Au Québec elle est avant tout présentée comme une « intellectuelle et fervente défenderesse de la langue française » qui a eu une longue carrière médiatique.
Dans les gazettes françaises, son nom est associé à celui de l’écrivain pédocriminel Gabriel Matzneff qu’elle a pu dénoncer il y a plus de 30 ans sur le plateau de l’émission Apostrophe avant d’être insultée et boycottée par de grands journaux. Depuis l’annonce de son décès, cet épisode de sa vie tourne à nouveau dans les médias et sur les réseaux sociaux. Comme en 2020, après la sortie du livre de Vanessa Springora Le Consentement, racontant le calvaire que l’autrice avait vécu sous l’emprise de Gabriel Matzneff alors qu’elle était enfant.
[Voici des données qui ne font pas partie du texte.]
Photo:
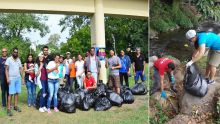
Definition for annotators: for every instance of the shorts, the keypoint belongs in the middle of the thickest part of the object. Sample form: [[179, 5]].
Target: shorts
[[114, 81], [214, 58], [15, 85]]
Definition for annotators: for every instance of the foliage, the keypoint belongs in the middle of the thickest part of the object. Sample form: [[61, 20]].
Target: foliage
[[78, 43], [166, 16], [208, 9], [160, 116], [17, 24]]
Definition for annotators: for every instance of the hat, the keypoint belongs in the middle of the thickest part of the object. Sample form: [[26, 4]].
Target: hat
[[40, 54], [190, 34]]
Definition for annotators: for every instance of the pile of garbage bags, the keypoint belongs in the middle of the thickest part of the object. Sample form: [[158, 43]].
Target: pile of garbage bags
[[100, 99], [194, 82]]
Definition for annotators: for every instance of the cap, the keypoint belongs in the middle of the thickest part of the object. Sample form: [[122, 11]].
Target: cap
[[190, 34]]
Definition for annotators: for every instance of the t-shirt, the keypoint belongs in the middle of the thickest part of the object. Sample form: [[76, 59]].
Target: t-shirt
[[139, 63], [67, 62], [53, 74], [211, 40], [2, 66], [14, 66], [72, 70], [89, 82], [161, 65], [79, 67], [114, 61], [125, 60], [93, 66]]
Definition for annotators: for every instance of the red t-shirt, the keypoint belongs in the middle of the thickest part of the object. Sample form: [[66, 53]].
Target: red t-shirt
[[89, 82], [161, 65]]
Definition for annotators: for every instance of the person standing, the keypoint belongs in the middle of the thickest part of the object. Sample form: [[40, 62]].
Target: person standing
[[92, 64], [30, 84], [4, 85], [72, 74], [41, 74], [139, 66], [62, 71], [201, 41], [114, 65], [67, 61], [80, 71], [124, 71], [13, 72], [47, 57], [53, 82]]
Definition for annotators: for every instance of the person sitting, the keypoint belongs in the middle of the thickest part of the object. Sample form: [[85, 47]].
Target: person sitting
[[89, 81]]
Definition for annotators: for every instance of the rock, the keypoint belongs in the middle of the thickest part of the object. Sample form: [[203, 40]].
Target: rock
[[182, 119], [192, 105]]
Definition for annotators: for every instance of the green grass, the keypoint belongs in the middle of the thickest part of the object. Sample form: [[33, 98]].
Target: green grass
[[136, 113]]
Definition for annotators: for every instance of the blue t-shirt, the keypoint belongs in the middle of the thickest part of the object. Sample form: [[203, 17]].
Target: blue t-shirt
[[211, 40], [2, 66]]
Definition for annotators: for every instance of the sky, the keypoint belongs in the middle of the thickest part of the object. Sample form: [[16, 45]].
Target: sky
[[53, 24]]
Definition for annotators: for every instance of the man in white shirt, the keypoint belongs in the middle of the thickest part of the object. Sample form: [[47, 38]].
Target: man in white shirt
[[67, 61], [80, 72]]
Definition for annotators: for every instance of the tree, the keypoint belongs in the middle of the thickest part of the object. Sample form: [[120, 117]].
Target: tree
[[54, 39], [17, 24]]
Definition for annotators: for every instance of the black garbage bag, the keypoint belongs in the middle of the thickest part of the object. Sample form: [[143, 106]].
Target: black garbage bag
[[102, 104], [114, 98], [139, 89], [127, 97], [88, 101], [194, 82], [68, 103], [38, 100], [80, 94], [101, 90]]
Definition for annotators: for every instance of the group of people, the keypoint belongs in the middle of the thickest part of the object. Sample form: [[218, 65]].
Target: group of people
[[50, 73], [202, 42]]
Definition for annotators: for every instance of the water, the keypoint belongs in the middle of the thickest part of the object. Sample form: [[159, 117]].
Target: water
[[175, 44]]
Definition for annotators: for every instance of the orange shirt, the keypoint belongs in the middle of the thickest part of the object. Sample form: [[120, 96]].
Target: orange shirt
[[72, 70]]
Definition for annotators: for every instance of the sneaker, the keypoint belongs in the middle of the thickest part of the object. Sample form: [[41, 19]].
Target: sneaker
[[41, 110], [48, 111], [17, 109], [45, 109], [56, 110], [173, 89], [9, 113], [211, 82]]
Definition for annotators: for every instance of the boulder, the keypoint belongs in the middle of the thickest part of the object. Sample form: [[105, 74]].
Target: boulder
[[182, 119], [192, 105]]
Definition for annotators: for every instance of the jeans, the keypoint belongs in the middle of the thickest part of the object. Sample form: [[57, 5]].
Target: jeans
[[139, 74], [53, 86], [43, 98], [4, 88], [73, 81], [31, 91], [124, 76], [80, 81], [67, 77]]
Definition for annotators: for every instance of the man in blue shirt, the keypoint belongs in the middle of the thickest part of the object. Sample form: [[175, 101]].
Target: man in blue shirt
[[124, 71], [4, 85], [203, 40]]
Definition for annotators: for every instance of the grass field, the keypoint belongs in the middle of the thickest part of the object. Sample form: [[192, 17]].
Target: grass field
[[136, 113]]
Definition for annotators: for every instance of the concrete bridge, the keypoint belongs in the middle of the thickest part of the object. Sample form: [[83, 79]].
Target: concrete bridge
[[97, 9]]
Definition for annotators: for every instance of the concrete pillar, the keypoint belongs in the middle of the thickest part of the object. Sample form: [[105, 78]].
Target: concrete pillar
[[98, 34]]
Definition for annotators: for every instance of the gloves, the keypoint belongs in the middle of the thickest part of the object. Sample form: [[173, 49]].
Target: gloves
[[189, 63], [163, 94], [172, 79]]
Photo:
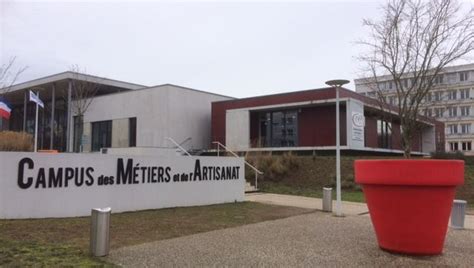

Dans cette émission, en 1990, Denise Bombardier tirait la sonnette d’alarme et montrait que le milieu intellectuel parisien faisait passer pour du libertinage ce qui était en réalité de la pédocriminalite. Sur le plateau, tout le monde ricanait et se rangeait du côté de Matzneff qui n’hésitait alors pas à « interdire » à Denise Bombardier de parler.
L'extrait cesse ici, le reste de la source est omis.